I traced the md5.add steps within ota_component.cpp: The hash of the password is correct (step 1), after the nonce is added (step 2), the hash differs, and of course then step 3 differs as well.

[hn]

If I use a hammer (don't know how to do it via an configure option) to replace LT_ARD_MD5_POLARSSL with LT_ARD_MD5_MBEDTLS in various places, hash calculation and OTA work:

[D][ota:178]: OTA features is 0x01
[D][ota:200]: Auth: Nonce is 4cc9b59675dcc12f450cb02531a70649
[D][ota:210]: Auth: Password is e6d69b938c8b96d8436ef30eb219a7e6 with length 32
[D][ota:225]: Auth: CNonce is f608dd3ff1d7ae65b0541c8f59bdc486
[D][ota:232]: Auth: Result is a20fcc5cbd78886d5517aabd368753f5
[D][ota:240]: Auth: Response is a20fcc5cbd78886d5517aabd368753f5
[D][ota:268]: OTA size is 1263104 bytes

I am still confused why this error occurs. Calculating the hash value of the password or nonce alone seems to work, also different consecutive combinations of md5.add give a correct result, but the OTA password check does not.

[kuba2k2]

I thought it's a problem with the md5 impl, I haven't had time today to try and fix it. The only place you need to change that define is in lt_defs.h. If changing it there from polarssl to mbedtls works, it's a fix.

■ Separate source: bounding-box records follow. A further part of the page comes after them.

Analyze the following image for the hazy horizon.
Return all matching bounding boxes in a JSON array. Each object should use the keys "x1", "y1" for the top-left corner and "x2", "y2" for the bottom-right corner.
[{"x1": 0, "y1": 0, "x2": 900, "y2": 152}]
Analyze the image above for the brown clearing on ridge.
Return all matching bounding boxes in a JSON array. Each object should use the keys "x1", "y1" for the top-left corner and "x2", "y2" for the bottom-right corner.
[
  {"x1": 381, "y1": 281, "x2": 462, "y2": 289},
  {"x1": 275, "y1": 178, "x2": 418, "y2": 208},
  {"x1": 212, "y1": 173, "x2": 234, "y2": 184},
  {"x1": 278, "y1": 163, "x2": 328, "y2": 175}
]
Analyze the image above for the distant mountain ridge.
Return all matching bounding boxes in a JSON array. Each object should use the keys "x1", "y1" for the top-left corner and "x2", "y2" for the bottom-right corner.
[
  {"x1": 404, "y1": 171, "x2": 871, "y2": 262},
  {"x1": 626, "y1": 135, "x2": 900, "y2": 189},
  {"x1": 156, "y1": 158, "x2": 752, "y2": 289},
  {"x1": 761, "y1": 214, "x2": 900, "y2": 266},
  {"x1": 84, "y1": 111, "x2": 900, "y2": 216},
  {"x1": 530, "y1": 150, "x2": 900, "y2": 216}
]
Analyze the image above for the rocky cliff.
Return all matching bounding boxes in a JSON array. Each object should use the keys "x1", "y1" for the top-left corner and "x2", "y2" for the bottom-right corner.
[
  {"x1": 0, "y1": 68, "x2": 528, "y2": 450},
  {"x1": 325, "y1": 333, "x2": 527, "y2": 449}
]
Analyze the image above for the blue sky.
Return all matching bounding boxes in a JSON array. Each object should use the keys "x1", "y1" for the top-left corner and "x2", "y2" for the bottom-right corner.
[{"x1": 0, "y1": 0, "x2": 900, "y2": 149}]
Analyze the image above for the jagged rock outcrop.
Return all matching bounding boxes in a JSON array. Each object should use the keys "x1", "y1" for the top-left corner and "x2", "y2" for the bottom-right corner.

It might be caused by memory allocation of the md5 context... I'm not sure how that works exactly.

[hn]

I pushed https://github.com/hn/ginlong-solis/commit/2b9af93930eaaf06a4d3d1bbe940f7a23969b7d5 as a preliminary fix. Would be nice to know why Polar SSL does not work correctly.

[kuba2k2]

It's probably because parts of it belong in the ROM area (which probably uses an old version or something). In LT, both implementations call the same functions from PolarSSL and mbedTLS, appropriately (polar was renamed to mbed a long time ago).

Since it fixes the issue (we don't want to use polar anyway; everything else like WiFiClientSecure uses mbed already), you can create a PR for that if you'd like.

[hn]

Thanks, I'll double-check with a clean install and create a PR then.

[kuba2k2]

Fixed in #156. Thanks @hn for the fix!